Forgotten Memories fa alcune cose bene, altre meno, ma l'ambiente mobile non sembra quello adatto

Fin dai primi istanti di gioco si può avvertire l'influenza estremamente forte delle fonti di ispirazione di cui sopra: la protagonista è l'investigatrice Rose Hawkins, che per qualche motivo si risveglia ferita, priva di memoria e con il solo ricordo di essere alla ricerca di una ragazza di nome Eden. Dopo essersi rimessa in sesto Rose è destinata a fare la conoscenza della misteriosa Noah, una donna che parla solo attraverso messaggi registrati e che promette di aiutare la protagonista a patto che lei trovi nel manicomio la sua amica infermiera. L'intera struttura è poi abitata da manichini, dapprima figure inquietanti ma immobili, ma ben presto destinati a trasformarsi in pericolosi nemici animati.

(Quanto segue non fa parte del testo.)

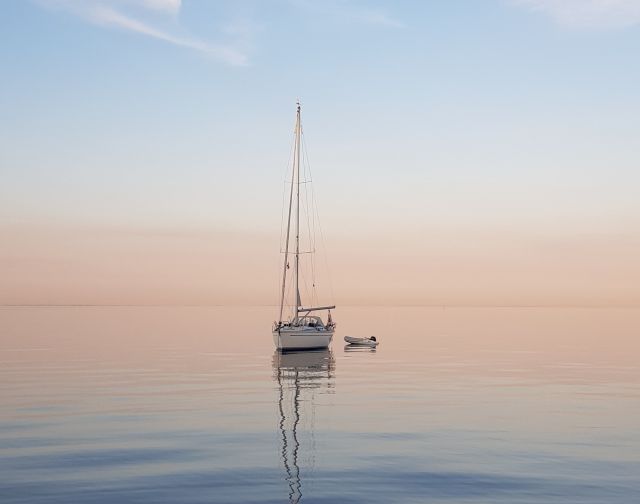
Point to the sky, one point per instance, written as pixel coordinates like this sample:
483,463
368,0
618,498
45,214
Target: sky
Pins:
463,152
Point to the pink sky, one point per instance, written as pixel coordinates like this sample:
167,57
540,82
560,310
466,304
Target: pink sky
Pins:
75,265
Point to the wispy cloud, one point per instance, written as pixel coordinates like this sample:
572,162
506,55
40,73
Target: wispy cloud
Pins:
588,13
114,13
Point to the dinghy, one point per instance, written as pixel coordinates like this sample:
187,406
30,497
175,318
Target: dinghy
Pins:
371,342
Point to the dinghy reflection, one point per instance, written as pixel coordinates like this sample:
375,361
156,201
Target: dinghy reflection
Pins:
301,377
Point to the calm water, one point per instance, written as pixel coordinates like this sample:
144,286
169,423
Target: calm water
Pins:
192,405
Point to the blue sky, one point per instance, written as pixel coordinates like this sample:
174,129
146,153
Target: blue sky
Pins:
518,116
143,104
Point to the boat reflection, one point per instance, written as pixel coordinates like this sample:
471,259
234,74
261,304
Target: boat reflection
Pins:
357,348
300,376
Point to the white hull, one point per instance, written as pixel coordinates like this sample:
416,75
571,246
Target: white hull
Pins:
361,341
303,338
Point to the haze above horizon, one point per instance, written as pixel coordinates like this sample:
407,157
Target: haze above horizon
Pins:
463,153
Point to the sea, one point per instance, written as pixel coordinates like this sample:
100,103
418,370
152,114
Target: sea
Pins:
153,405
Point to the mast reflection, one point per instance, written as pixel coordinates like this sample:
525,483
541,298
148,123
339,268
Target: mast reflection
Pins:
300,376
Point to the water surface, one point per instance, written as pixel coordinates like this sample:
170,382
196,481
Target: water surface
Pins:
192,405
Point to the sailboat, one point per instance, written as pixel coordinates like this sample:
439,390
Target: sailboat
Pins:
302,330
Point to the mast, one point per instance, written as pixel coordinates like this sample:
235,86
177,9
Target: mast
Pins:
286,249
297,163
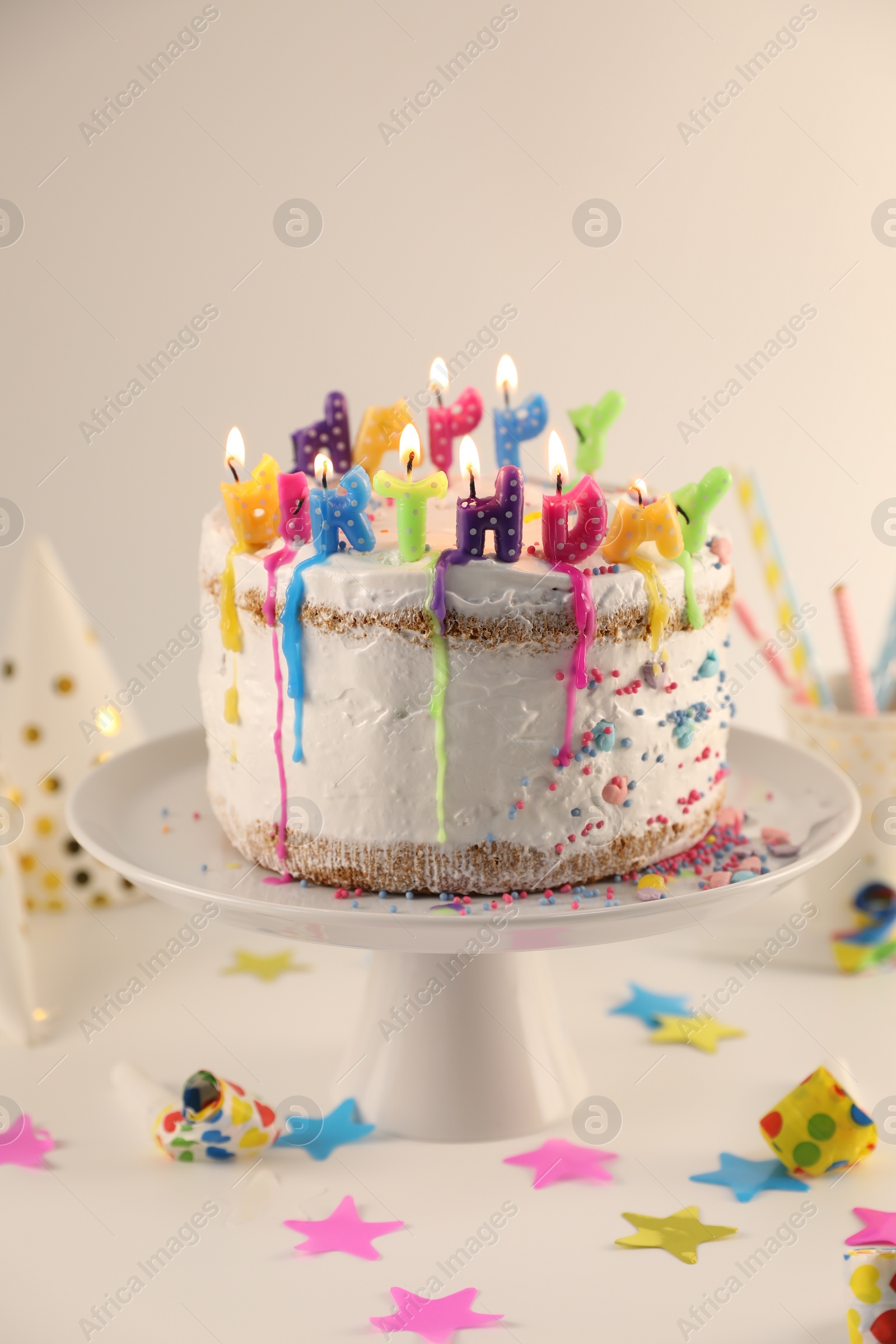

Pur non spiccando certo per originalità, l'esperienza in Forgotten Memories si può quindi definire piuttosto riuscita: l'atmosfera è infatti buona, la trama si dipana lentamente ma mettendo una certa curiosità, e i personaggi risultano discretamente caratterizzati. È inoltre certamente evidente come Psychoz Interactive abbia lavorato con passione, cercando di creare un esponente di qualità del genere survival horror. L'impresa è però riuscita solo in parte, per una serie di problematiche che partono fin da alcune scelte di game design difficili da digerire. Il problema più grosso è che Forgotten Memories soffre tanto, per non dire troppo, l'adattamento alle caratteristiche di smartphone e tablet; in tal senso merita menzione il fatto che siano previste anche le versioni per PlayStation Vita e Wii U, console senza dubbio più adatte ad accogliere un'esperienza di questo tipo. Le difficoltà maggiori sono infatti senza dubbio derivanti dal sistema di controllo: sull'incapacità di un touch screen di replicare le funzioni di un pad si è discusso parecchio in passato, ma Forgotten Memories potrebbe essere portato ad esempio di come tale componente possa davvero frustrare e rovinare completamente l'esperienza di gioco.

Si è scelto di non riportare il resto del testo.